Afghanistan is tied with Sierra Leone as the most dangerous place to become pregnant -- with 1 in 6 women dying as a result of pregnancies -- and death rates are high in Pakistan, India and Bangladesh as well.

Today, 281 women die per 100,000 live births in Nepal, down from 540 women a decade ago, according to the UN...
A key to lowering rates of neonatal death is increasing the rate of hospital birth.
Through education campaigns and expanded clinic networks, Nepal also has managed to boost births at hospitals from 10 percent to 20 percent of the total, and increase the number of postnatal visits to clinics by more than 30 percent...

The country is still struggling to get help to the 5 percent of Nepali women who need a Caesarean section to deliver their babies. Many live in remote rural areas and a long walk from the nearest clinic...
Even that is not always enough.
Worse, because a Caesarean can cost $140, a fortune in rural Nepal, some husbands prefer to save the money and let their wives die, health workers say.

"If a woman has to have a Caesarean, husbands say it's cheaper to marry another wife," Pokharel said.
This is the reality of birth in nature. It is not a deeply spiritual experience; it is terrifying and viewed as "dirty". Women do not "know" how to give birth; they either give birth or die, or worse yet, they give birth AND die. Childbirth complications are not rare; they are amazingly common.

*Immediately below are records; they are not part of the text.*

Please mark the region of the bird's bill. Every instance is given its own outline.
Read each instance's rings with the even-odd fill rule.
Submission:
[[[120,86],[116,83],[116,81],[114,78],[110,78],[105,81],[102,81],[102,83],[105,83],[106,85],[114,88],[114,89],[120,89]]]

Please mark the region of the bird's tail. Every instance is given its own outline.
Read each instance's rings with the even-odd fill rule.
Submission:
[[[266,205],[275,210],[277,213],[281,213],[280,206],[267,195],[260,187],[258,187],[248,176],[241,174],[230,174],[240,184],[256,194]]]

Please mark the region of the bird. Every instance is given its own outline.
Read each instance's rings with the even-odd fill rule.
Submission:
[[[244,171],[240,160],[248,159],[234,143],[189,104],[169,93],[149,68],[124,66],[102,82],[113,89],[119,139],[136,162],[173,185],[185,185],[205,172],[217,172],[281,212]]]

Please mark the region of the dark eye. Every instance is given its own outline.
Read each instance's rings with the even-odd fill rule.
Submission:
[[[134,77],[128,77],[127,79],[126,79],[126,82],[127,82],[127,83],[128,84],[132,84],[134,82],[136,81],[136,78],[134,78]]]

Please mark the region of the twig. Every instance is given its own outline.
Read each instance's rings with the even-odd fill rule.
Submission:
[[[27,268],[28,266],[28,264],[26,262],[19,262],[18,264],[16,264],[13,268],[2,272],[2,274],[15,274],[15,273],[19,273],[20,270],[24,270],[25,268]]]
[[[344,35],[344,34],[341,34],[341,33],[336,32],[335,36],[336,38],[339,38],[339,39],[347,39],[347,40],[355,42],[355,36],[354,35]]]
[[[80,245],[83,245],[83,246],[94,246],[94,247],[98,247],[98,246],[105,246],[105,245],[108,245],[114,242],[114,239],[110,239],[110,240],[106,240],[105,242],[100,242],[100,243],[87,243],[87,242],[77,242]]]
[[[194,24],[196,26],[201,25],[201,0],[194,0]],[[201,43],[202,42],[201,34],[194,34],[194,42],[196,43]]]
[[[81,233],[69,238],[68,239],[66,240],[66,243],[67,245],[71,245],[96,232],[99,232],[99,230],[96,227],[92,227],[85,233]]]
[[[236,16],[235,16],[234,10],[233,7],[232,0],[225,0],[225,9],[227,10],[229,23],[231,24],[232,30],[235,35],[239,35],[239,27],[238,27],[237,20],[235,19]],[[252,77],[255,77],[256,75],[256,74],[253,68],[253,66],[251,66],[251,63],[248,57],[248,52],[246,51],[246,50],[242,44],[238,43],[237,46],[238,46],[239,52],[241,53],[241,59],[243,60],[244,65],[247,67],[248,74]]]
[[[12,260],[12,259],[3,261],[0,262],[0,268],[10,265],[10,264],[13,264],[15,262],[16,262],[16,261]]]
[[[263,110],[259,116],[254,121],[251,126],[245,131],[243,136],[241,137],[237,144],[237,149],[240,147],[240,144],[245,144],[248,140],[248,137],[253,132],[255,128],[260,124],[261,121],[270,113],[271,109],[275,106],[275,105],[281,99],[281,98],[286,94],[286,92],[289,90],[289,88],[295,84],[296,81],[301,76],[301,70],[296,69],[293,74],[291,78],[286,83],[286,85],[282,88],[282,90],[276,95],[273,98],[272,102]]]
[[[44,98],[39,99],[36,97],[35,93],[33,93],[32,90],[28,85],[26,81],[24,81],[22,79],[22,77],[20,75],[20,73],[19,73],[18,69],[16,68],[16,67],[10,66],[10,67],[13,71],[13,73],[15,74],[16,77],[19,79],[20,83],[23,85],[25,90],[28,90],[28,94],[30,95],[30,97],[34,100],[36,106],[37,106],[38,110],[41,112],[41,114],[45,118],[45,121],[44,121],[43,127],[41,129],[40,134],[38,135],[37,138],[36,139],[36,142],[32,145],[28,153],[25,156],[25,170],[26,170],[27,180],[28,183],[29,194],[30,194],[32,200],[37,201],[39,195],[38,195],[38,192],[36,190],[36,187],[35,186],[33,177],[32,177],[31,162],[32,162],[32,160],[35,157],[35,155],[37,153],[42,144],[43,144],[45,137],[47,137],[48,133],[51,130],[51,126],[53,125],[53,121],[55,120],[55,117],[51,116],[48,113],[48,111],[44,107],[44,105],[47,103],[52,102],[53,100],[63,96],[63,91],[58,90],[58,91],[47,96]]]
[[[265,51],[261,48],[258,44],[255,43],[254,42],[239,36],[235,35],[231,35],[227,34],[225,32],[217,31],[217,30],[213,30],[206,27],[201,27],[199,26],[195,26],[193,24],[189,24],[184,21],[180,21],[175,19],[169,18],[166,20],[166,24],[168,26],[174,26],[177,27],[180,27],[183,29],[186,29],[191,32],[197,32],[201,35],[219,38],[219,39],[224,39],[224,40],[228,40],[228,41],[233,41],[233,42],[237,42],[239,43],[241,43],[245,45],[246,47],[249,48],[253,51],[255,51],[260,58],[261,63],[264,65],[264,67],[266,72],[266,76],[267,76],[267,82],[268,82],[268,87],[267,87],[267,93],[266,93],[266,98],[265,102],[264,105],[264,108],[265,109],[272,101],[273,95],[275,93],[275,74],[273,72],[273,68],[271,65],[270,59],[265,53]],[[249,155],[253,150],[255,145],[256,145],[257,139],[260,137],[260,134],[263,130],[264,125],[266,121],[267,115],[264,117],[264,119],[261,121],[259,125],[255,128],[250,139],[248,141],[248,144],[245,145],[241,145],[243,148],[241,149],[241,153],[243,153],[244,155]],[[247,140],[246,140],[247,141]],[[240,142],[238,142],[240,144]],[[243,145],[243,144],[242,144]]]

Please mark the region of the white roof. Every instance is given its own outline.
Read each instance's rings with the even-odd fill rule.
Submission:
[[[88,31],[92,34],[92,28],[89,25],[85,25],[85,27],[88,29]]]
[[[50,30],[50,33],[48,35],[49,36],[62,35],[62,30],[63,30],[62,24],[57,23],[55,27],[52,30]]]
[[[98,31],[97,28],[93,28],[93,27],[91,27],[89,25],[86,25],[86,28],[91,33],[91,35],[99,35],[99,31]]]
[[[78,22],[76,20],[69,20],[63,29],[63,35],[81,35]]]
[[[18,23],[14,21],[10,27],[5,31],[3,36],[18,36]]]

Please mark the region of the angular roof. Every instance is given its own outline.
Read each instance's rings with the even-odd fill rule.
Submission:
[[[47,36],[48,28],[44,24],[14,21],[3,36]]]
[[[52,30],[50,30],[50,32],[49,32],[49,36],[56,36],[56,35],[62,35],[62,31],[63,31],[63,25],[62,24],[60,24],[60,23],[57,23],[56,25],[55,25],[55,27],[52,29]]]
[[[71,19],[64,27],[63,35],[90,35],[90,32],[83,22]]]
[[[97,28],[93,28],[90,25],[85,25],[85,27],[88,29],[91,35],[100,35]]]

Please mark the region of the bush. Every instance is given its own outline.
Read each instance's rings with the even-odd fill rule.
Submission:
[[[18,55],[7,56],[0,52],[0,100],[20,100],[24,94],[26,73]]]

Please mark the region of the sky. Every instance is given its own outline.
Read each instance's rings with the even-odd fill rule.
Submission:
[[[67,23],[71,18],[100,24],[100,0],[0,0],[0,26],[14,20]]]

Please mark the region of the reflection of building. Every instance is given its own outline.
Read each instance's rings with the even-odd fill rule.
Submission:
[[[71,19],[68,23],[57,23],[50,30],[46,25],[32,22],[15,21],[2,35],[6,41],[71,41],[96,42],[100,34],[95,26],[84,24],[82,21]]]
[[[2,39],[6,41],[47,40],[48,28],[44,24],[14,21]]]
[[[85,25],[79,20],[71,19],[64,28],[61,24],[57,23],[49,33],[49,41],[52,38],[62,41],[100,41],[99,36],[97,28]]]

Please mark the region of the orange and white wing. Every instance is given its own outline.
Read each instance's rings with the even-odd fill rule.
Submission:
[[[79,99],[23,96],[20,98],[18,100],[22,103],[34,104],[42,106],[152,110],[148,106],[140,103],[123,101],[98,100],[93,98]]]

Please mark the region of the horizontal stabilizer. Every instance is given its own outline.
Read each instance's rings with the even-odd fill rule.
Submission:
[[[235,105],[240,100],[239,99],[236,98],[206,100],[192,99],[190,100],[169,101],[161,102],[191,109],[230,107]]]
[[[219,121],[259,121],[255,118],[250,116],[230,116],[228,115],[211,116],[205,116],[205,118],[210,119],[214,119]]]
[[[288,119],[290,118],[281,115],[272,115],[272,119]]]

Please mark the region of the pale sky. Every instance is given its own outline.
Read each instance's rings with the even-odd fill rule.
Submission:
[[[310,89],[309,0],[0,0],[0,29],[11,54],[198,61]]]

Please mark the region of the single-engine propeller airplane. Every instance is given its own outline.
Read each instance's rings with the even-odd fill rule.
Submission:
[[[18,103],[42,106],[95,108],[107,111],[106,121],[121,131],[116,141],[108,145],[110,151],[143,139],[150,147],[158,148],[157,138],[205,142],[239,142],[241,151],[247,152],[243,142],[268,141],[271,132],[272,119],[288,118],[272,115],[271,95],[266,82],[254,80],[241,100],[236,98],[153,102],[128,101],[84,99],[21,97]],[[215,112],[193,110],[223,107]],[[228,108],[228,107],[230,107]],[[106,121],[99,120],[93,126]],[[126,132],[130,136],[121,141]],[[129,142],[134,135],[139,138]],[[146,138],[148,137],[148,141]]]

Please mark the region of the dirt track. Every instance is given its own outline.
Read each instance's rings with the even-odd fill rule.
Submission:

If all that were not enough, there is this: the new lifesaving drug in Nepal is Cytotec!
More help is on the horizon for Nepal's rural women, however. A new study in a few districts indicates that delivering a few oral drops of an easy-to-use drug called mistoprostol, which doesn't need refrigeration, appears to have reduced likely deaths of women from postpartum hemorrhage by 85 percent, Locatelli-Rossi said.

With more than half of the country's deaths now attributed to such bleeding, the drug "is extremely promising," she said.
It is difficult to imagine how homebirth advocates' most basic assumptions about childbirth could be any farther from reality than they are. If the fundamental assumptions of homebirth advocacy are so wrong, it is hardly suprising that their conclusions about homebirth safety are wrong, too.